Joseph Riddel: On "Of Mere Being"

"What are we to make of this late Stevens? Is he a man satisfied with his edgings and inchings, with the swarming activities of "statement, directly and indirectly getting at"? … Coming upon one of Stevens’ last edgings and inchings, a poem cryptically entitled "Of Mere Being," the critic is hard put to place his man. Does the "mere" of the title mean "simple" or "pure"? and does Stevens at last transcend (or inscend?) the physical to discover a central, the thing itself? [Here is quoted the poem in its entirety.] Beyond thought, beyond reason – here in the intuitive moment one perceives "mere being" but still perceives that one is perceiving. What he knows of mere being is a "palm" (a form, a faith?) beyond the physicality of tree and a bird’s song without meaning. Unreal, yes! – but that is Stevens" word for the reality of poetry, the "one of fictive music." What one knows of mere being is an image on the edge of space. at that point where being becomes nothingness. Is this not to prove the ultimate creativity of self, of the mind which must always conceive a reality beyond form or metaphor, beyond thought, but nevertheless at the end of, not outside, the mind?"

Joseph Riddel: On "Asphodel, That Greeny Flower, Book I"

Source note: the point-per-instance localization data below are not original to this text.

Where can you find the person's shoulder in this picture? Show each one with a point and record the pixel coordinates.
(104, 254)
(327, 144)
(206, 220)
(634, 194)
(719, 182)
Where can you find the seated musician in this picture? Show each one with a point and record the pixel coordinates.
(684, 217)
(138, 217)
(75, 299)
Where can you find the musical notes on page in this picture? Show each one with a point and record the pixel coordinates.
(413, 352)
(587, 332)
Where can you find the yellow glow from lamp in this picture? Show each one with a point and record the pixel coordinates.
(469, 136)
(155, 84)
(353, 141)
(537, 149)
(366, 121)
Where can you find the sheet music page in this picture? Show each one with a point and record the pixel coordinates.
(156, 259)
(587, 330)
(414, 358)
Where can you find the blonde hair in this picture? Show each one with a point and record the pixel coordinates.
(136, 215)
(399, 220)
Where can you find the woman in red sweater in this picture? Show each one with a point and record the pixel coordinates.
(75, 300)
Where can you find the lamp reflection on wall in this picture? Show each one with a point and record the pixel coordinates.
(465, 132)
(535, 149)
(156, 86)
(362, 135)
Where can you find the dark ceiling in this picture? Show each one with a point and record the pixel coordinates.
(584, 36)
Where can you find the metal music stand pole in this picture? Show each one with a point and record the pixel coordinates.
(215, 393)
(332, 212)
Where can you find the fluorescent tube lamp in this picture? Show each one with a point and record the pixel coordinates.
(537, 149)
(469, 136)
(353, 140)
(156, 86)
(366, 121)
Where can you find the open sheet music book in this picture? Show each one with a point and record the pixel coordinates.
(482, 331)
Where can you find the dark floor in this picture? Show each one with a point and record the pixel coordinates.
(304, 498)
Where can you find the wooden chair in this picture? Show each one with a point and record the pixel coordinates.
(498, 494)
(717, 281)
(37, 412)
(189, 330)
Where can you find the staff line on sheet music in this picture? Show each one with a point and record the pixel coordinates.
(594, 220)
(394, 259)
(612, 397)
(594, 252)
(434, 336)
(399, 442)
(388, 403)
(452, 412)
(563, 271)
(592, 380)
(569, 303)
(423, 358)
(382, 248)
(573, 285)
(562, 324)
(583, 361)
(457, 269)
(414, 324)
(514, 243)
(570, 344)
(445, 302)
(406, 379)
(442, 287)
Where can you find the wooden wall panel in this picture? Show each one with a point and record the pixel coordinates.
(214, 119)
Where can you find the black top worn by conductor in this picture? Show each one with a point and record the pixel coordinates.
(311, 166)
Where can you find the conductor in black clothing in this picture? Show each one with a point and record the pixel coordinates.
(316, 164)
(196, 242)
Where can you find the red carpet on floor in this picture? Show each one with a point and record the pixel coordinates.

"Asphodel". . .speaks from a plane beyond differentiation, from the site of memory where "all appears/ as if seen/ wavering through water," perspectiveless like the time of beginning itself. It is a "cry/ of recognition" which penetrates the veil of history to connect his "Approaching death" with his origins. Interestingly, it has been the poem most praised by critics because of Williams' late breakthrough, presumably like Stevens', to a new lyricism. And this signifies not simply an advance beyond Paterson but a reversal, perhaps, ironically, a return to the tradition. But the tradition to which "Asphodel" appeals is that of the "rituals of the hunt/ on the walls/ of prehistoric// caves in the Pyrenees." As was suggested earlier, the caves offer man a present entry into time and place, of the primordial origins of art itself. At the impending moment of his own death, the poet sings of origins: the "cave" which is both beginning and end, and the "hunt" or quest to which man is compelled in his desire.

"Asphodel". . .comes very near to suggesting a poetics no longer resigned to failure or to the hermeneutical circle. It comes very near to insisting that the "secret word" has been possessed, the son reconciled with the father, and thus a language fully achieved--that the "place/ dedicated in the imagination/ to memory// of the dead" has come to be more real than the world. . . .It is not a poem of quest or effort, but a dream of virtue recovered and held "against time."